しかしこの青いのは誰だ、レイルスは全く気がつかなかったが、ウソップとナミは何やら仰天した顔をしている。
「誰だ、オメェ!?」
オーズの問いかけに青い男が答える。
「俺の名は、モンキー・D・ルフィだぜ」
「る、ルフィ〜!?」
見た目は完全にゾンビの形相であるルフィを見上げたレイルスは「嘘だ」と冷たい声をあげる。
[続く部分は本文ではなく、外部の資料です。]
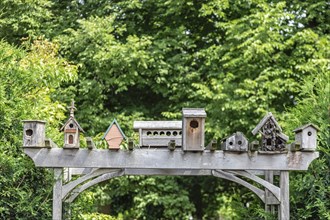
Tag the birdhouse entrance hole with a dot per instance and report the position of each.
(70, 139)
(194, 124)
(29, 132)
「ルフィって、どこが!?本当なのか、お前なのか!?」
「本当に、俺だぜ」
「いやその話し方も、何があったんだよ!?」
ウソップが立て続けにツッコミを入れるも、ルフィは淡々と返す。普段の高いテンションもどこぞに落としてきたのか、鋭い目つきでオーズを睨んでいる。そっとした手つきで解放されたレイルスは、改めてその全貌を一瞥する。着ている服は確かにルフィが別れる前にきていたものと一致している。どこで拾ったのか、大きい刀こそ背負っているが、麦わら帽子も目の下にある傷も一緒だ。
「みんな、やられたのか」
「あ、ああ。俺たち以外みんなあの怪物にやられちまった!」
「そうか……下がってろ」
ウソップが無茶だとルフィらしき人物へ嘆くように現状の説明をする。モリアの力によって体を自在に操るできる巨人。パワー、スピードともに凄まじいものでとてもじゃないが1人では無理だと。ウソップとナミの様子に、レイルスはやっと目の前の男がルフィらしいと納得し始めた。
「ゴムゴムの〜!」
「ああ!くるゾォ!!」
敵は待ってなどくれない。後ろに向けて腕をぐんと伸ばしたオーズがこちらを潰さんと構えてきた。
「『銃』!!」
しかし、凄まじい勢いで迫ってくるオーズの巨大な拳を、ルフィが片手で押さえ込んでしまった。これには3人揃って驚愕に目を見開いた。ゾロやサンジでもそらすのがやっとだった攻撃を、片手で押さえたルフィはそれにとどまらずオーズに向かってパンチを繰り出す。その一撃だけで吹っ飛んだオーズにレイルスは冷や汗を流しゴクリと喉を鳴らした。
語尾も見た目もおかしくなったルフィは止める間も無くオーズへと突っ込んでいく。風圧がレイルスの髪を後方へとぶわりと広げた。
そこからは圧巻だった。ルフィの猛攻は一方的にオーズと、中に入ったモリアごとボコボコに叩きのめす。あの巨体をブンブンと振り回して地面に叩きつけ、息つく間もなくコックピットの部分に拳を振るう。ハッとしてあたりを見渡したレイルスは倒れていた一味が何者かに運ばれているのを目撃する。敵かと身構えるもどうやら助けようとしているらしいと耳に届く会話から状況を把握した三人は、彼らに声をかけて現在のルフィの状況を知るに至った。およそ100人もの影を入れて大幅にパワーアップした結果があの体らしい。ルフィの負担は計り知れないと話を聞いてナミは顔を青ざめさせた。